If the Bill were to pass in its current form it would open the door to a confrontational industrial relations system that could cripple our industry and result in poorer wage outcomes for our workers.

Finally, from BHP—and I know those on the other side don't like hearing from these big employers, who employ thousands of Australians and pay them more than double the average wage, who pay the royalties and the company taxes that allow us to have roads and schools and hospitals, but I'm still going to quote them—Mike Henry says:

There simply is no case for multi-employer bargaining in the mining industry. This is an industry where the current approach has been working well, wages have been on the move.

He went on to say:

We are a business that competes globally.

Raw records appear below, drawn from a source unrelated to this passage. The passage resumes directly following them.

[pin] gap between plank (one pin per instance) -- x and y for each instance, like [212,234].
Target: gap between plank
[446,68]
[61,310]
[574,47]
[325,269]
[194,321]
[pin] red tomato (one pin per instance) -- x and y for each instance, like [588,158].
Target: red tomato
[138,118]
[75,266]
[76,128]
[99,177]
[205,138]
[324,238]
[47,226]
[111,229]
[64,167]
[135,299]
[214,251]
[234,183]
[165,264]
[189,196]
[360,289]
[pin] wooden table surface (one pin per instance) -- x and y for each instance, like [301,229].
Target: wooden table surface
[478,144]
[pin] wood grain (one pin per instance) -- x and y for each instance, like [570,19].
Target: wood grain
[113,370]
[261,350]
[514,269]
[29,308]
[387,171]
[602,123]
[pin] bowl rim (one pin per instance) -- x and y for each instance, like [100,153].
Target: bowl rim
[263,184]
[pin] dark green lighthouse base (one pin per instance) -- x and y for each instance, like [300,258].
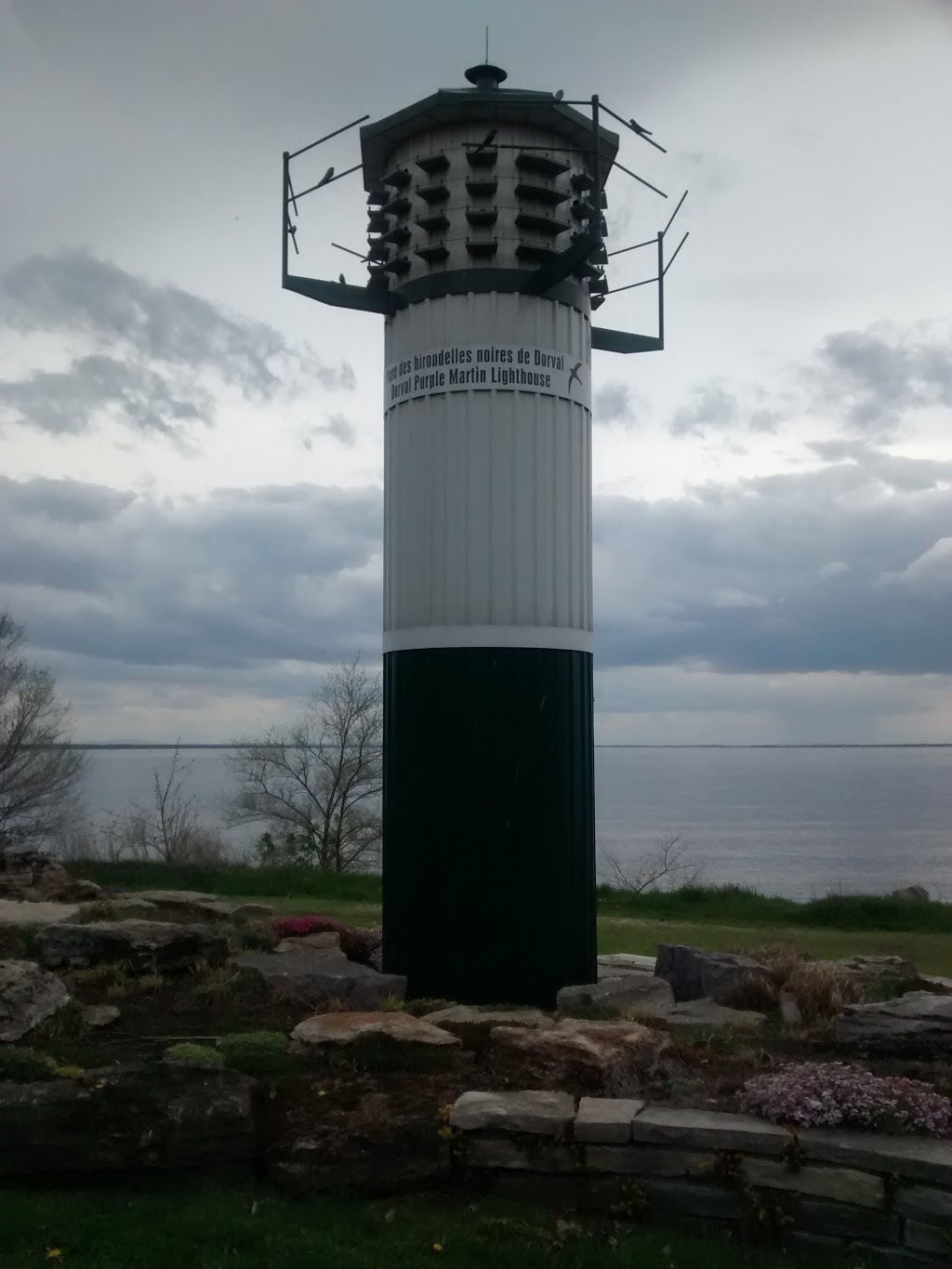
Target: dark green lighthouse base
[489,853]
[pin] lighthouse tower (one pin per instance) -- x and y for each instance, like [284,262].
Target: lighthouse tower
[486,257]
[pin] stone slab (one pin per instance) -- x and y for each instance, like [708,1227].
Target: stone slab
[517,1155]
[840,1184]
[546,1115]
[17,911]
[605,1119]
[841,1220]
[708,1130]
[926,1202]
[315,980]
[923,1158]
[649,1161]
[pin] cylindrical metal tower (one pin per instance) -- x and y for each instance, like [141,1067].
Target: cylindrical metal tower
[486,251]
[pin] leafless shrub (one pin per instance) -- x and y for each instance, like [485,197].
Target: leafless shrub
[669,861]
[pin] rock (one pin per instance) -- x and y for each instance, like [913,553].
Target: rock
[341,1029]
[475,1025]
[121,907]
[254,911]
[694,973]
[604,1056]
[625,962]
[889,975]
[124,1118]
[544,1115]
[791,1014]
[633,990]
[187,905]
[32,876]
[316,980]
[100,1015]
[911,893]
[28,997]
[708,1015]
[20,913]
[918,1024]
[327,943]
[143,946]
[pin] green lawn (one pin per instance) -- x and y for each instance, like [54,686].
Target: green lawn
[239,1227]
[931,953]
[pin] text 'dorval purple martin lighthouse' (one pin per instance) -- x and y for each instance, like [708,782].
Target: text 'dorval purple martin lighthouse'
[486,256]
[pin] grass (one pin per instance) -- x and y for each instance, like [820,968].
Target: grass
[720,918]
[215,1227]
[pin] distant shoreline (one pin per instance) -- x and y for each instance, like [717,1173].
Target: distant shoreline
[923,744]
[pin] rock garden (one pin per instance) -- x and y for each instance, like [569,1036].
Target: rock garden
[164,1029]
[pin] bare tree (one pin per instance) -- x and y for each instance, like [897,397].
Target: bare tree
[669,859]
[40,768]
[318,782]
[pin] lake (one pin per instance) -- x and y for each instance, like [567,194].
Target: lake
[794,821]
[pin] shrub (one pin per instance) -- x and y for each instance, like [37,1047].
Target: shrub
[827,1094]
[193,1054]
[259,1053]
[23,1064]
[298,927]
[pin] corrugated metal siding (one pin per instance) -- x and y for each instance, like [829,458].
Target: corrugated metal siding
[487,493]
[489,873]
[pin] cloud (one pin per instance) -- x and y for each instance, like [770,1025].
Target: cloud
[152,351]
[872,377]
[337,427]
[617,403]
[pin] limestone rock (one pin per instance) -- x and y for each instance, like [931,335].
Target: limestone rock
[875,973]
[18,913]
[605,1056]
[911,893]
[632,990]
[625,962]
[708,1015]
[544,1115]
[316,980]
[341,1029]
[145,946]
[694,973]
[475,1025]
[124,1118]
[326,942]
[187,905]
[918,1024]
[28,997]
[100,1015]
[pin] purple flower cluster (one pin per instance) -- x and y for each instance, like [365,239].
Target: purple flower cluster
[826,1094]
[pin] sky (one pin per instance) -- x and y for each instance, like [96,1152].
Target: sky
[191,458]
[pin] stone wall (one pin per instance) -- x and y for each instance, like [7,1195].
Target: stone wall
[888,1196]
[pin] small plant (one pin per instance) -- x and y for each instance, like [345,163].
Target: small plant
[298,927]
[24,1064]
[260,1053]
[827,1094]
[187,1053]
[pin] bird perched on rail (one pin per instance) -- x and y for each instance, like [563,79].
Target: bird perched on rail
[486,141]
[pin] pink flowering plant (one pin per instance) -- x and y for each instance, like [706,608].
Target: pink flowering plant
[829,1094]
[296,927]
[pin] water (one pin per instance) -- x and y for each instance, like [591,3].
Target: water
[787,821]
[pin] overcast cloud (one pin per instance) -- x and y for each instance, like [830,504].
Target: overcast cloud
[191,504]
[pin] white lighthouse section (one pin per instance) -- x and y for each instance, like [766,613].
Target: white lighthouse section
[487,451]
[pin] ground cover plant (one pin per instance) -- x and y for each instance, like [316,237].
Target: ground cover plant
[242,1227]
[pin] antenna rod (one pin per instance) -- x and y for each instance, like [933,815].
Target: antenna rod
[322,139]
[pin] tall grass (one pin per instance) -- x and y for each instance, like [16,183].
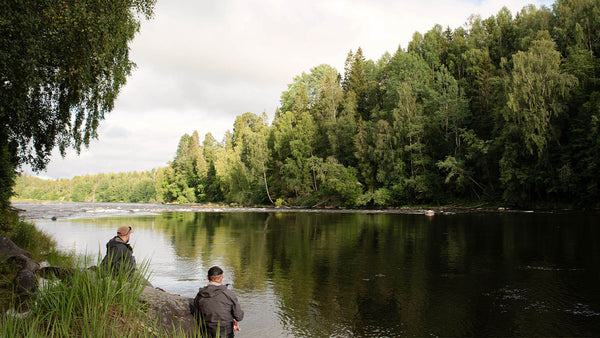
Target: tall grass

It's just so essential that Australia remain competitive and any aspects of the legislation that run the risk of reducing flexibility, giving rise to increased industrial action and so on, that's all going to harm Australian competitiveness in our sector.

If this was truly, as Labor likes to say, about the feminised workforce, if this was truly about low-paid workers in our society, if this was truly about allowing more people more flexibility to get their kids to school and care for people, this would not be the way they'd go about it. This is the way that you will threaten the jobs of thousands of Australians as small business owners shut their doors, saying: 'Enough. We cannot keep paying for the social demands of this Labor government. We cannot keep paying for the union demands, the union payoffs of this Labor government.' As Senator Brockman said, every job that is lost, every small or medium business that closes its door, every mining company that doesn't reinvest in this country and goes offshore, and every electricity transmission project that does not proceed because of this legislation, along with the millions and billions of royalties that are lost because of this legislation, is on this government's head.